- Born: June 1970 (age 55)
- Occupation: Co-founder of Splash Damage

= Paul Wedgwood =

Video game developer

Paul Wedgwood (born June 1970) is one of three founders of video game developer Splash Damage and was the CEO of the company until end of 2018.

==Career==
Paul Wedgwood was born in June 1970. Wedgwood started his career in the early 1990s as a network engineer attending major clients such as the Home Office and 10 Downing Street. However he first joined the games industry in 1999 when he became infrastructure manager for BarrysWorld a multiplayer gaming website and ISP. During this time he spent much of his time working as a presenter and commentator on a videogame TV show broadcasting to Australasia, called Lock 'n Load.

Alongside Barrysworld, Wedgwood worked as part of an amateur development team under his online alias 'Locki' on a modification of the game Quake III Arena entitled Q3F. A number of these core members later went on to form the video game developer Splash Damage in May 2001.

===Splash Damage===

After founding Splash Damage, Wedgwood was credited on a number of games including Wolfenstein: Enemy Territory, Doom 3, Quake Wars and Brink.

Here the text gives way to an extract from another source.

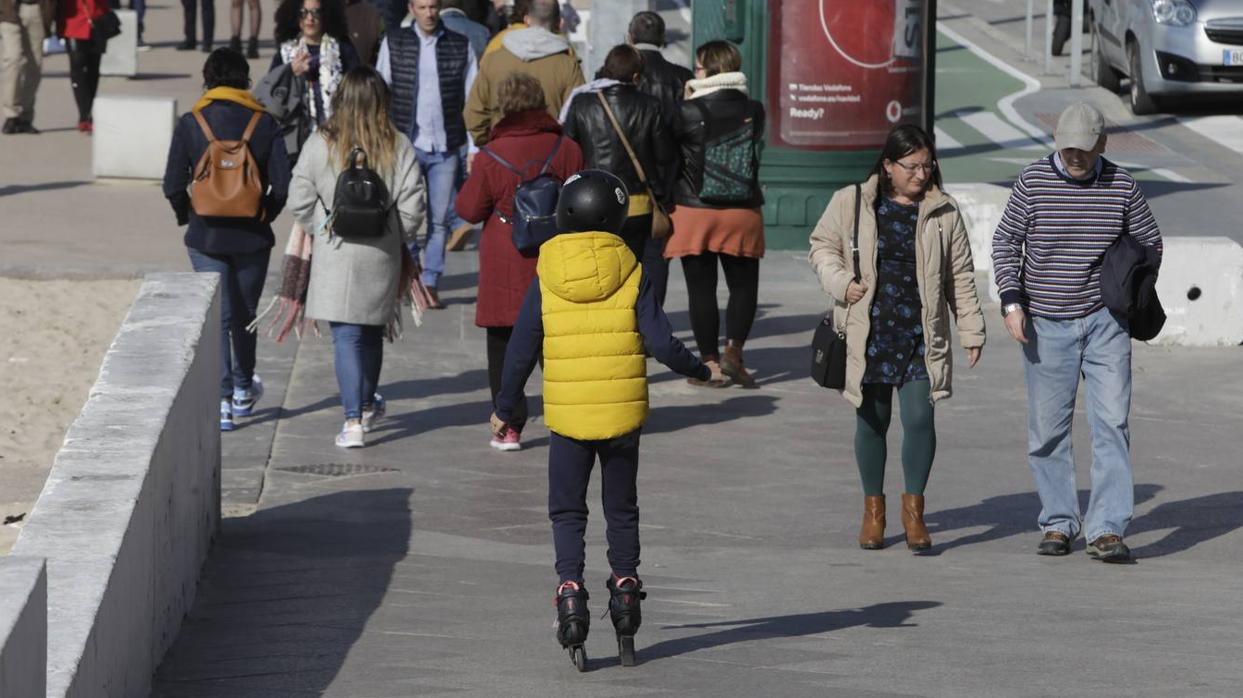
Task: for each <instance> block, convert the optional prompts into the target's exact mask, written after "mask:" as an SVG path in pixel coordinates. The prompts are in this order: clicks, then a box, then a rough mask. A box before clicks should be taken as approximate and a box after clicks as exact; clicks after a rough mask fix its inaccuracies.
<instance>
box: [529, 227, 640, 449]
mask: <svg viewBox="0 0 1243 698" xmlns="http://www.w3.org/2000/svg"><path fill="white" fill-rule="evenodd" d="M537 271H538V273H539V293H541V296H542V298H543V308H542V312H543V330H544V339H543V356H544V365H543V376H544V392H543V400H544V421H546V422H547V425H548V428H549V430H552V431H554V432H557V433H559V435H562V436H568V437H571V438H578V440H583V441H595V440H602V438H614V437H618V436H621V435H623V433H629V432H631V431H634V430H636V428H639V427H640V426H643V422H644V421H645V420H646V419H648V363H646V359H645V358H644V350H643V337H640V335H639V318H638V315H636V314H635V304H636V303H638V301H639V278H640V273H641V268H640V267H639V263H638V261H635V258H634V255H633V253H630V250H629V248H626V246H625V242H623V241H621V238H620V237H618V236H615V235H612V233H608V232H572V233H566V235H558V236H557V237H553V238H552V240H549V241H548V242H544V243H543V246H541V247H539V262H538V266H537Z"/></svg>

In July 2016, the sale of Splash Damage to Leyou was announced, for up to $150 million by Wedgwood, its sole owner, co-founder and chief executive.

By then end of 2018, he officially stepped down as CEO of Splash Damage. Richard Jolly was appointed as the new CEO.

===Supernova Capital===

Later in 2018, Wedgwood and other former Splash Damage members formed Supernova Capital, an investment firm. Supernova made its first acquisition in March 2019 with the studio Flying Wild Hog.

In November 2020, Supernova sold Flying Wild Hog to Swedish gaming holding company Embracer Group (through its subsidiary Koch Media GmbH) for $137million.

In 2024, several subsidiaries of Supernova Capital, co-founded by Paul Wedgwood, collapsed. Among them, French game studio Mi‑Clos, which had been acquired by Supernova Capital in February 2023, announced its closure after 14 years in operation. Similarly, indie developer Little Red Dog Games shut down operations.

Supernova's events division, Player1 Events, which organized the long-running Insomnia Gaming Festival, also entered insolvency, reportedly accumulating debts of up to £8 million. This led to the dismissal of all staff, cancellation of the 2024 RuneFest convention, and public complaints from content creators who claimed they were still owed money.

In May 2025, the official Insomnia Gaming Festival social media channels posted updates announcing the event's planned return and attempting to distance the brand from Player1 Events. The new messaging emphasized a “new team” and a “community-first” approach. Despite this, it is widely believed that Wedgwood continues to own the Insomnia Gaming Festival's parent company.